I've spent some time familiarising myself with Fling and I am positively impressed by your work. Naturally, I am starting to hit some limitations as I explore further. So the goal of this issue is to discuss one particular limitation. I'd like to know what you think and whether it is possible to overcome this limitation in Fling.
The limitation comes from the restriction on the class of accepted grammars, which must be LL. Here are some challenges that stem from it:
- Any sophisticated grammar needs to be rewritten to fit the class of LL grammars. This is mostly a matter of programming ergonomics, and I can see how the translation could be implemented.
- Generated ASTs directly correspond to their LL grammars. This challenge is the most significant one as it makes the generated AST difficult to work with: it is hard to reason about in the same way as LL grammars are hard to read. Moreover, there is an issue of evolvability. Certain changes that induce little semantic variation, such as operator precedence, might require significant changes to the LL grammar resulting in proportionate changes to the resulting AST.
For example, let's consider a context-free grammar for a language that has predicates and means of combining them:
Condition = Predicate | Condition 'and' Condition | Condition 'or' Condition | '(' Condition ')'
Predicate = ...
Notably, this grammar is not LL as it involves left recursion.
To provide this grammar to Fling, it has first to be transformed:
Condition = Predicate Condition$$ | CompoundCondition
CompoundCondition = '(' Condition ')' Condition$$
Condition$ = 'or' Condition | 'and' Condition
Condition$$ = Condition$ Condition$$ | ε
Now in Fling:
derive(Condition).to(Predicate, Condition$$).or(CompoundCondition).
derive(CompoundCondition).to(begin, Condition, end, Condition$$).
derive(Condition$).to(or, Condition).or(and, Condition).
derive(Condition$$).to(Condition$, Condition$$).orNone().
And the resulting AST:
interface Condition {}
record Condition1(Predicate predicate, Condition$$ condition$$) implements Condition {}
record CompoundCondition(Condition condition, Condition$$ condition$$) implements Condition {}
interface Condition$ {}
record Condition$1(Condition condition) implements Condition$ {}
record Condition$2(Condition condition) implements Condition$ {}
interface Condition$$ {}
record Condition$$1(Condition$ condition$, Condition$$ condition$$) implements Condition$$ {}
record Condition$$2 implements Condition$$ {}
Clearly, such an AST is difficult to reason about because this is the level of LL grammars.
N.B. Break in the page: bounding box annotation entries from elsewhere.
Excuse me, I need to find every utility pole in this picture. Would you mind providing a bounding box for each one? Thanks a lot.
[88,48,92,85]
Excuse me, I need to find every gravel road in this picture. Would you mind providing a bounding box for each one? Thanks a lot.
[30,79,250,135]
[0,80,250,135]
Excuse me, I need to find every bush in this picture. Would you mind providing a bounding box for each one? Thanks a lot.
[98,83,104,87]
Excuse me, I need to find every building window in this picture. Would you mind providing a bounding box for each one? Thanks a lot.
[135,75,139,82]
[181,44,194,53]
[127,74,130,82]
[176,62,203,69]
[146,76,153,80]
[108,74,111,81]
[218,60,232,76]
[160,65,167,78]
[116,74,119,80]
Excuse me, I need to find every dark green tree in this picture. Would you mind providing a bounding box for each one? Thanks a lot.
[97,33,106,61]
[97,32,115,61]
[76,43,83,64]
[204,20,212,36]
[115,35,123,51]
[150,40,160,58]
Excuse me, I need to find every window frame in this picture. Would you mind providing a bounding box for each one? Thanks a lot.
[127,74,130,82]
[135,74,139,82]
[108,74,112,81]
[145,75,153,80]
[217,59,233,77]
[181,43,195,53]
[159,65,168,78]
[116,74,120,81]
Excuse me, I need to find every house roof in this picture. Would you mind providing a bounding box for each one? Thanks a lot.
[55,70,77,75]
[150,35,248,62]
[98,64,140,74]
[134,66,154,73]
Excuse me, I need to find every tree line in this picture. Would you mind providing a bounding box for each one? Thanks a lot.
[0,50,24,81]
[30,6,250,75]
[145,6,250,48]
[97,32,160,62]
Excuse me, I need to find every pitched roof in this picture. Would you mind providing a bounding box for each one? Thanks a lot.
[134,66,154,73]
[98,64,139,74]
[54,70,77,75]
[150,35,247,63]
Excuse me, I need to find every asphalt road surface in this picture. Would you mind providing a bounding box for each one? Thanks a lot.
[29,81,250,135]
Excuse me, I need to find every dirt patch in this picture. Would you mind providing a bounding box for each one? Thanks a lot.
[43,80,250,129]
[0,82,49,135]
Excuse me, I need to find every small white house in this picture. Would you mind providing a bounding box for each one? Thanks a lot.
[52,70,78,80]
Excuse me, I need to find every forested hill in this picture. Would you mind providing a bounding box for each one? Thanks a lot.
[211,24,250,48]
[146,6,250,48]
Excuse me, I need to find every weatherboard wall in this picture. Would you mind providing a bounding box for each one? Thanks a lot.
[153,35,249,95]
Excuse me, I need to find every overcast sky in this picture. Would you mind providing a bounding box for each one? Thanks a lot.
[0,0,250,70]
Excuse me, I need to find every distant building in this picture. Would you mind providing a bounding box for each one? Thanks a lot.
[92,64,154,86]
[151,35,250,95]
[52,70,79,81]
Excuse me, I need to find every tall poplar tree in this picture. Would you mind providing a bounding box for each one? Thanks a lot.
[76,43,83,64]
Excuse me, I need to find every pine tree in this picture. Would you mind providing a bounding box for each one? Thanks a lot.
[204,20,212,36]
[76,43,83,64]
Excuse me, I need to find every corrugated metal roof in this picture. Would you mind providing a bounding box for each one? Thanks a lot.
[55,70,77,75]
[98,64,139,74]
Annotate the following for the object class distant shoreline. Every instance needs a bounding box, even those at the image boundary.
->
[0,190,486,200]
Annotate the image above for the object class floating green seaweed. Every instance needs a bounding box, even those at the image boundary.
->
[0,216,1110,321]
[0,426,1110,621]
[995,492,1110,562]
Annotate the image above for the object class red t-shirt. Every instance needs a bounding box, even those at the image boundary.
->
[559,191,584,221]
Ideally, an AST corresponding to the original grammar would have the following form:
interface Condition {}
record AndCondition(Condition left, Condition right) implements Condition {}
record OrCondition(Condition left, Condition right) implements Condition {}
record CompoundCondition(Condition cond) implements Condition {}
record Predicate(...) implements Condition {}
And the original grammar would be specified as follows:
specialize(Condition).into(AndCondition, OrCondition, CompoundCondition, Predicate)
derive(AndCondition).to(Condition, and, Condition).
derive(OrCondition).to(Condition, or, Condition).
derive(CompoundCondition).to(begin, Condition, end).
derive(Predicate).to(...).
Overall, it would be great to be able to:
- Specify a context-free grammar as input to Fling (given that it can be transformed into LL).
- Have the generated AST resemble the input grammar as closely as possible.
As I already mentioned, I know that CFG to LL translation is possible, so point 1 could be achieved.
The requirement outlined in point 2, however, seems vastly more difficult to achieve. It would
probably also require changes to the parsing algorithm. A mapping between the original and
transformed grammars would need to be maintained and used to construct the desirable AST. I can only
guess at possible approaches, so I strongly wish to hear what the authors of Fling think.